Hisseli tapusu olan vatandaşlar için büyük önem taşıyan “ön alım hakkı” uygulaması birçok kişi tarafından hâlâ bilinmiyor. Hissedarlar arasındaki satışlarda devreye giren bu hak, yalnızca 90 gün içinde kullanılabiliyor. Süreci kaçıran tapu sahipleri ise, bir daha hiçbir şekilde satışa itiraz etme şansı bulamıyor.
Paylı mülkiyete konu bir taşınmazda ortaklardan biri hissesini dışarıdan bir kişiye sattığında, diğer hissedarlara bu satışı öncelikli olarak satın alma imkânı tanınıyor.
Hukukta “şufa hakkı” olarak bilinen bu uygulama, noter aracılığıyla yapılan satış bildirimiyle birlikte resmen işlemeye başlıyor.
Yani noter bildiriminin hissedara ulaşmasıyla birlikte, 90 günlük yasal süre geri sayımı başlatıyor.
90 GÜN İÇİNDE MAHKEMEYE BAŞVURMAYAN HAKKINI KAYBEDİYOR
Bu süreçte hissedarların, satış işlemini öğrendikten sonra en geç 90 gün içinde Sulh Hukuk Mahkemesi’ne başvurmaları gerekiyor.
Aksi halde, kanunen ön alım hakkından feragat etmiş sayılıyorlar.
Uzmanlar, “Süre dolduktan sonra yapılan hiçbir başvuru geçerli sayılmıyor” diyerek vatandaşları uyarıyor.
HUKUKİ SÜREÇ NASIL İŞLİYOR?
Satış bildirimi geldikten sonra ön alım hakkını kullanmak isteyen hissedar, taşınmazın bulunduğu yerdeki Sulh Hukuk Mahkemesi’ne dava açarak satışa itirazda bulunabiliyor.
Dava dilekçesinde, satış bedelini ödemeye hazır olduğunu beyan eden hissedar, mahkeme kararıyla payı üzerine alabiliyor. Burada en kritik nokta, sürenin kesin ve uzatılamaz olması.
BİRÇOK HİSSEDAR HAKKINI BU NEDENLE KAYBEDİYOR
Hisseli taşınmazlarda yaşanan en büyük sorunlardan biri, vatandaşların bu süreyi bilmemesi veya önemsememesi.
Birçok kişi, satıştan haberdar olduktan sonra gecikmeli harekete geçtiği için ön alım hakkını kaybediyor ve yeni maliklere karşı hiçbir yasal hak ileri süremiyor.

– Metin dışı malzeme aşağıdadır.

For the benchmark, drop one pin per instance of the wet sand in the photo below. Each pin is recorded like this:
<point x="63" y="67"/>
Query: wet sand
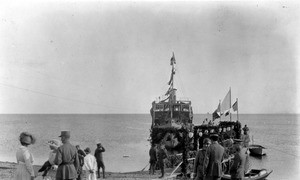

Bu da yıllardır ortak olunan taşınmazlarda geri dönüşü olmayan kayıplara yol açabiliyor.
KURAL YENİ DEĞİL, AMA UNUTULMASI PAHALIYA MAL OLUYOR
Ön alım hakkı uzun süredir yürürlükte olan bir uygulama; ancak 90 günlük yasal sürenin unutulması, binlerce vatandaşın mağduriyet yaşamasına neden oluyor.
Bu nedenle hisseli tapusu olan herkesin, olası satışlarda süreci yakından takip etmesi, noter bildirimlerini dikkate alması ve gerekirse hukuki destek alarak zamanında başvuru yapması büyük önem taşıyor.